Last month, Gov. Newsom signed AB 107 allowing active service military spouses to have their out-of-state licenses recognized in California. However, the law has two weaknesses: It only applies to a small group of workers, and it won’t go into effect for nearly two years.
Recognizing licenses for spouses of active service military members is a helpful policy reform. In the case of military families, spouses often lose the ability to practice their profession when the military moves them to a new base, as professional licenses do not transfer across state lines.
The limitation of AB 107 is that eligibility is restricted to active service military spouses. This limitation is in stark contrast to other states that have enacted universal licensing recognition reforms, like bordering Arizona. Military spouses are not the only workers who are hurt by interstate licensing barriers, and limiting eligibility limits the benefits from the reform.
In 2016, the Little Hoover Commission reported that occupational licensing requirements disproportionately affected four groups in California: Former offenders, military spouses, veterans, and foreign-trained workers. AB 107 only reforms the law for active service military spouses, leaving people with criminal records, veterans, and immigrants trained abroad behind.
California also loses out on the potential gains from this reform by delaying the law until 2023. For example, allowing out-of-state licensed professionals to begin practicing in California sooner rather than later would help relieve the ongoing labor shortage and stimulate new business growth.

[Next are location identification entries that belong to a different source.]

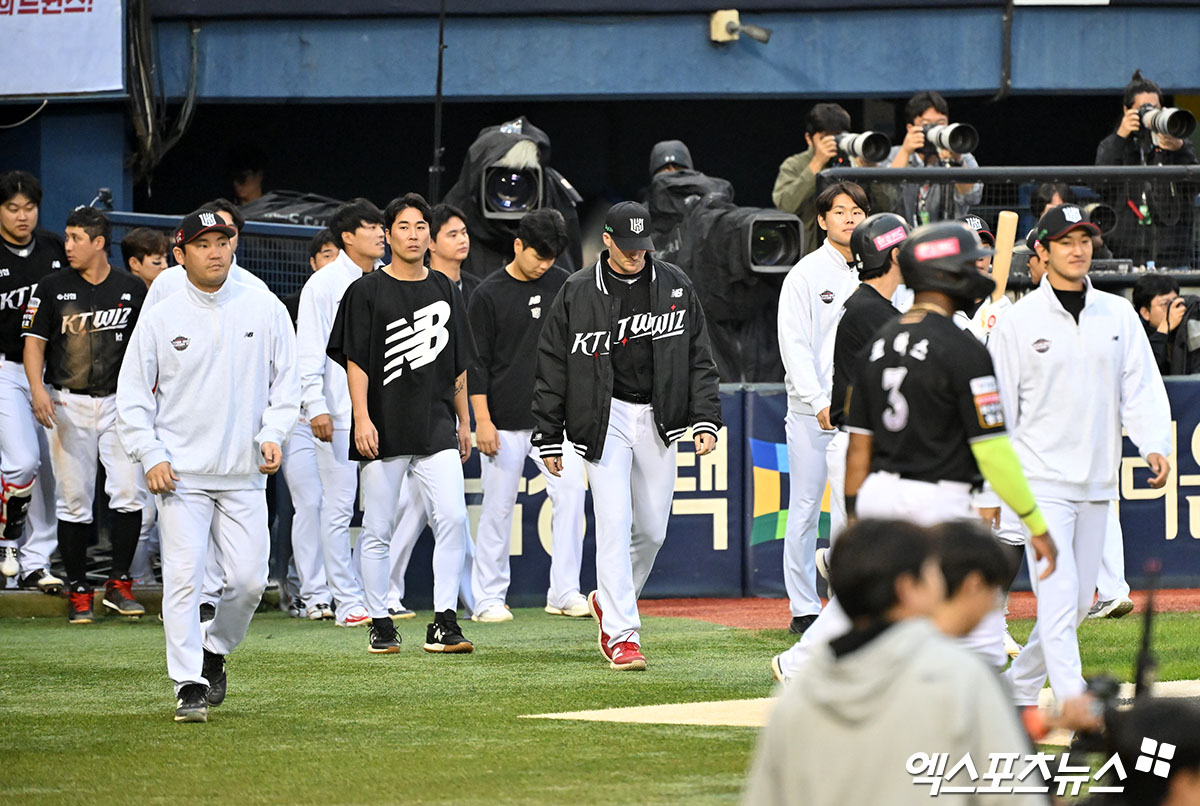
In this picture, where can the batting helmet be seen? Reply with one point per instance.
(873, 240)
(941, 258)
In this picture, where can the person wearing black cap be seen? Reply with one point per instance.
(624, 368)
(216, 359)
(1073, 367)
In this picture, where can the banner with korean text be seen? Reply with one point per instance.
(61, 47)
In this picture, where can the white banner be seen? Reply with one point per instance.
(60, 47)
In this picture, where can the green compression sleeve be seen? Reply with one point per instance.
(999, 464)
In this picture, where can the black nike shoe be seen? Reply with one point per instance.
(445, 636)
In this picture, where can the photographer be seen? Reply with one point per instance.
(927, 202)
(1153, 218)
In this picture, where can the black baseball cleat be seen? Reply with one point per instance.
(445, 636)
(192, 704)
(383, 638)
(214, 672)
(41, 579)
(799, 624)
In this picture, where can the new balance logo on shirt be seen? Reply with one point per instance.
(419, 343)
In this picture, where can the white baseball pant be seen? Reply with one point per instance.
(631, 489)
(1111, 583)
(304, 485)
(438, 480)
(186, 519)
(808, 446)
(1078, 530)
(85, 431)
(502, 476)
(414, 516)
(339, 486)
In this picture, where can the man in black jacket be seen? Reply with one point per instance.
(1153, 217)
(624, 368)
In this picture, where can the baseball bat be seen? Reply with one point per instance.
(1006, 239)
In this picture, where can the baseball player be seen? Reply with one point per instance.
(505, 319)
(623, 370)
(306, 571)
(27, 256)
(77, 330)
(924, 420)
(205, 398)
(1074, 367)
(325, 403)
(402, 335)
(809, 305)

California is currently the third most restrictive state in the country for occupational licensing, with up to 200,000 jobs lost every year. Licensing restrictions make it harder for people to attain well-paying jobs without years of training and burdensome school debt which research indicates does little to nothing to protect public health and safety. Letting people use the licenses they have already earned when they move to California would cut through such onerous restrictions without compromising consumer safety.
California has been making some progress reforming its licensing laws, a recent reduction in training requirements for barbers and cosmetologists is an important example. With barbers and cosmetologists licensed in every state, individuals who have already completed comparable licensing requirements should be eligible to use their licenses here, regardless of whether they are married to members of the military.

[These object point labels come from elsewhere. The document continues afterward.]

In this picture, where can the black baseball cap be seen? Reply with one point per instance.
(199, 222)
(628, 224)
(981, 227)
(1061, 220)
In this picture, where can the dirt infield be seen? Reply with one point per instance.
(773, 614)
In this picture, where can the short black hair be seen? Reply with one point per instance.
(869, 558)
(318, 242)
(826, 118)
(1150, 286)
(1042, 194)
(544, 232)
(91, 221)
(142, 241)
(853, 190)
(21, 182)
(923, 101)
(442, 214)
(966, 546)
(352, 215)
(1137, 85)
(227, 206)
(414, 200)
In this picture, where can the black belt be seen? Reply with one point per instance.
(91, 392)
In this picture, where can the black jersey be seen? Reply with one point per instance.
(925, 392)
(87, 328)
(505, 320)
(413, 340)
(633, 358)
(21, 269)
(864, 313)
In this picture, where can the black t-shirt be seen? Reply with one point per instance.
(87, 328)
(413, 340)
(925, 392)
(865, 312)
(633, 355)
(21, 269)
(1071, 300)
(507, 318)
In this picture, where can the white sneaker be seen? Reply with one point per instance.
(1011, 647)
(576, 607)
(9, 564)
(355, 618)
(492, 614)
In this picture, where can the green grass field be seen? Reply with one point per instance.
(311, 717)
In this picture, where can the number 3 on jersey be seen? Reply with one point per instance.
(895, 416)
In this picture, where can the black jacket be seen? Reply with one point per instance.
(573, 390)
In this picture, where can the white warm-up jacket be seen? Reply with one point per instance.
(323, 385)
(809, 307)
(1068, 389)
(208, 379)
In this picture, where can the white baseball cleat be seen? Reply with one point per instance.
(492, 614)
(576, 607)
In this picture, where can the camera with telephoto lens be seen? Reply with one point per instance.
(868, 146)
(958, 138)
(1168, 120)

To date, 17 states have passed some form of universal licensing recognition, with more state legislation pending. Licensing barriers between states hurts worker mobility, and universal recognition overcomes some of these hurdles. With more states recognizing out-of-state licenses, California should avoid half-measure licensure reforms that make it harder for us to attract workers in an increasingly competitive labor market.
California’s licensing reciprocity reform is a patchwork solution to a systemic problem. Although spouses of the military are particularly vulnerable to losing their jobs when the military moves their families across states, they are far from the only workers who face such restrictions. Delaying the reform until July 2023 also delays the benefits we might see from it.
California should seize the moment to advance economic opportunity for everyone with licensing reform for all workers, and the sooner the better.
Darwyyn Deyo is a visiting scholar and Edward Timmons is director of the Knee Center for the Study of Occupational Regulation at West Virginia University. Deyo is also an assistant professor of economics at San Jose State University. Timmons is also a senior research fellow with the Archbridge Institute.